Die Antwort auf die erste Frage ist klar: Nein, in der Regel darfst du das nicht selbst. Hornissen stehen in Deutschland unter besonderem Artenschutz. Das Bundesnaturschutzgesetz (BNatSchG §44) und die Bundesartenschutzverordnung verbieten es, Hornissen zu fangen, zu töten, zu verletzen oder ihre Nester zu zerstören. Und das ist kein zahnloser Paragraph – wer dagegen verstößt, riskiert ein Bußgeld von bis zu 50.000 Euro, in manchen Bundesländern sogar bis zu 65.000 Euro. Bei vorsätzlicher Tötung einer Hornissenkönigin oder eines ganzen Volkes sind sogar strafrechtliche Konsequenzen möglich.
Profi-Tipp: Bevor du irgendetwas unternimmst – fotografiere das Nest aus sicherer Entfernung. Das Foto brauchst du später für den Antrag bei der Naturschutzbehörde und zur Artbestimmung.
Wichtig: Das gilt auch dann, wenn du aus vermeintlicher Kostenersparnis selbst Hand anlegen willst. Ein Bußgeld im fünfstelligen Bereich relativiert jeden Einspareffekt sofort.
Hornisse oder Wespe? Der Unterschied zählt
Viele Menschen verwechseln Hornissen und Wespen und das ist aus Sicht des Rechts ein entscheidender Fehler. Hornissen sind deutlich größer, haben eine rostrote bis gelb-braune Färbung und sind meist ruhiger als ihre kleineren Verwandten. Die Europäische Hornisse (Vespa crabro) ist die bei uns heimische Art und steht unter strengem Schutz.
Wespen – vor allem die Deutsche Wespe (Vespula germanica) – sind kleiner, gelb-schwarz gezeichnet und werden im Spätsommer oft lästig, weil sie sich für süße Speisen und Getränke interessieren. Für Wespennester gelten weniger strenge Schutzvorschriften als für Hornissennester. Unter bestimmten Bedingungen und mit vernünftigem Grund dürfen Wespennester auch ohne behördliche Genehmigung beseitigt werden – vorausgesetzt, es handelt sich tatsächlich um keine streng geschützte Art.

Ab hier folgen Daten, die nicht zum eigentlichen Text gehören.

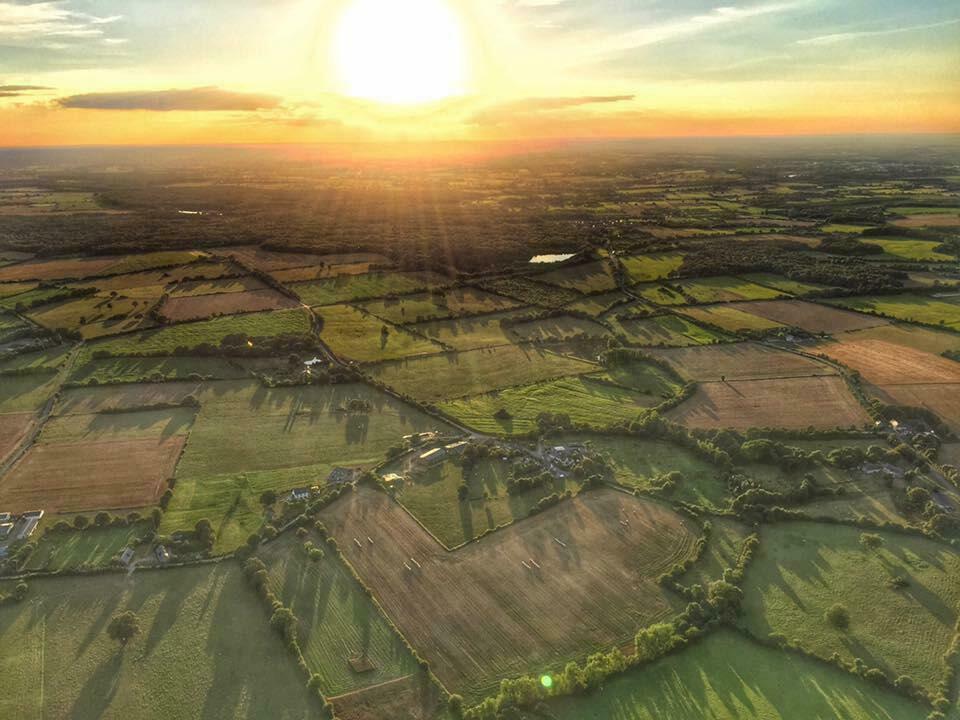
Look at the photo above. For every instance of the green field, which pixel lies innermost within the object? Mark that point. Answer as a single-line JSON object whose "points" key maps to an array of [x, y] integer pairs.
{"points": [[471, 333], [453, 375], [727, 677], [730, 319], [912, 308], [189, 660], [338, 621], [302, 434], [361, 287], [422, 307], [666, 331], [914, 250], [636, 462], [592, 277], [586, 401], [643, 268], [182, 338], [801, 569], [92, 548], [431, 495], [352, 334]]}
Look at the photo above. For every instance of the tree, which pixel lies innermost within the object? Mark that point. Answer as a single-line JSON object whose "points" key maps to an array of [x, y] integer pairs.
{"points": [[838, 616], [124, 627]]}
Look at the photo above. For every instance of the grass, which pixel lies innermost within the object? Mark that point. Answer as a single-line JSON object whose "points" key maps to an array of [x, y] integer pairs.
{"points": [[431, 495], [586, 401], [666, 331], [113, 370], [730, 319], [636, 462], [801, 569], [301, 433], [186, 337], [727, 677], [188, 661], [470, 333], [338, 621], [912, 308], [91, 548], [913, 250], [453, 375], [360, 287], [359, 336], [431, 306], [643, 268]]}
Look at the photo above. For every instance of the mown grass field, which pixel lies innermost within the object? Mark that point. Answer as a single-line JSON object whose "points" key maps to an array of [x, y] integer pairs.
{"points": [[188, 336], [431, 495], [728, 677], [801, 569], [337, 620], [189, 660], [422, 307], [453, 375], [586, 400], [302, 434], [358, 336], [912, 308], [345, 288], [638, 462]]}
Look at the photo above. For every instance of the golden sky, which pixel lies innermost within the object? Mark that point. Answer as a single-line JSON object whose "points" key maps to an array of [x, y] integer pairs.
{"points": [[284, 71]]}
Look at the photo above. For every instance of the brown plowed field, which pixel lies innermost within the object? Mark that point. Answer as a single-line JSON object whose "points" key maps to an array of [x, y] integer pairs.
{"points": [[885, 363], [75, 477], [739, 361], [478, 614], [810, 316], [13, 426], [197, 307], [792, 403]]}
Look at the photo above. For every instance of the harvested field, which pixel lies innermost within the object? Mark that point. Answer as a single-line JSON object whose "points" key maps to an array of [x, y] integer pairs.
{"points": [[13, 428], [739, 361], [884, 363], [75, 477], [183, 309], [810, 317], [792, 403], [594, 593], [453, 375]]}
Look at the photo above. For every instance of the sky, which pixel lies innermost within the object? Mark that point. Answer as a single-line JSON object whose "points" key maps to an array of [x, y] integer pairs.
{"points": [[76, 72]]}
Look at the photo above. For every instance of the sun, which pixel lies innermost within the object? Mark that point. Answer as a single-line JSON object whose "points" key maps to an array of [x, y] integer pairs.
{"points": [[400, 52]]}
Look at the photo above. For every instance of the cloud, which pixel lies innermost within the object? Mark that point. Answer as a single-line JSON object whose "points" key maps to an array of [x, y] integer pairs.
{"points": [[834, 38], [696, 24], [27, 24], [199, 99], [506, 112]]}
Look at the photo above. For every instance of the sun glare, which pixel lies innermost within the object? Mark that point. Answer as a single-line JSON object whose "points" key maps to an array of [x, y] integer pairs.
{"points": [[400, 52]]}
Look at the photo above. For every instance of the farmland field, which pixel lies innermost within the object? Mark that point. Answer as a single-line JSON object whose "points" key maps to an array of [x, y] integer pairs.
{"points": [[810, 317], [728, 676], [358, 336], [454, 375], [196, 307], [793, 403], [534, 619], [585, 400], [337, 619], [81, 476], [912, 308], [803, 568], [58, 661], [361, 287]]}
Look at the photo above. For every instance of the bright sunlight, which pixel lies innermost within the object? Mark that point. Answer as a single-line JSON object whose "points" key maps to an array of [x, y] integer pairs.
{"points": [[400, 52]]}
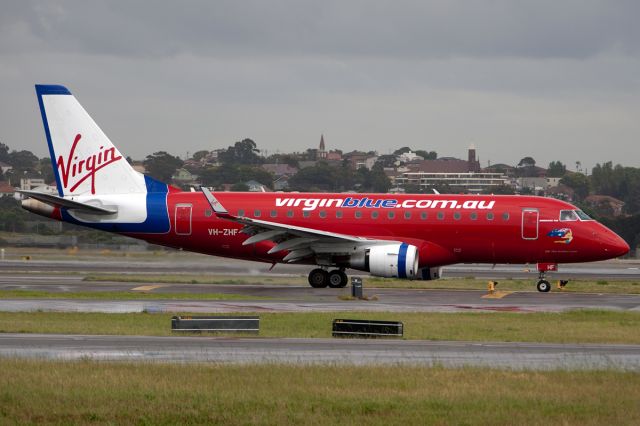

In den letzten Jahren taucht auch die Asiatische Hornisse (Vespa velutina) zunehmend auf. Diese invasive Art wird rechtlich und biologisch anders bewertet als die heimische Hornisse – besonders im Kontext des Bienenschutzes. Bist du dir bei der Artbestimmung unsicher, hol dir Hilfe von einem Fachmann, bevor du irgendwelche Schlüsse ziehst.

Hornissen erkennen
Biologie: Was du über Hornissennester wissen musst
Eine Hornissenkönigin gründet ihr Volk jedes Frühjahr neu. Sie sucht sich einen geeigneten Hohlraum – Baumhöhlen, Rollladenkästen, Dachböden, Holzverschalungen und beginnt dort, aus zerkautem Holzmaterial das Nest zu bauen. Im Laufe des Sommers wächst die Kolonie, bis sie im Spätsommer ihren Höhepunkt erreicht.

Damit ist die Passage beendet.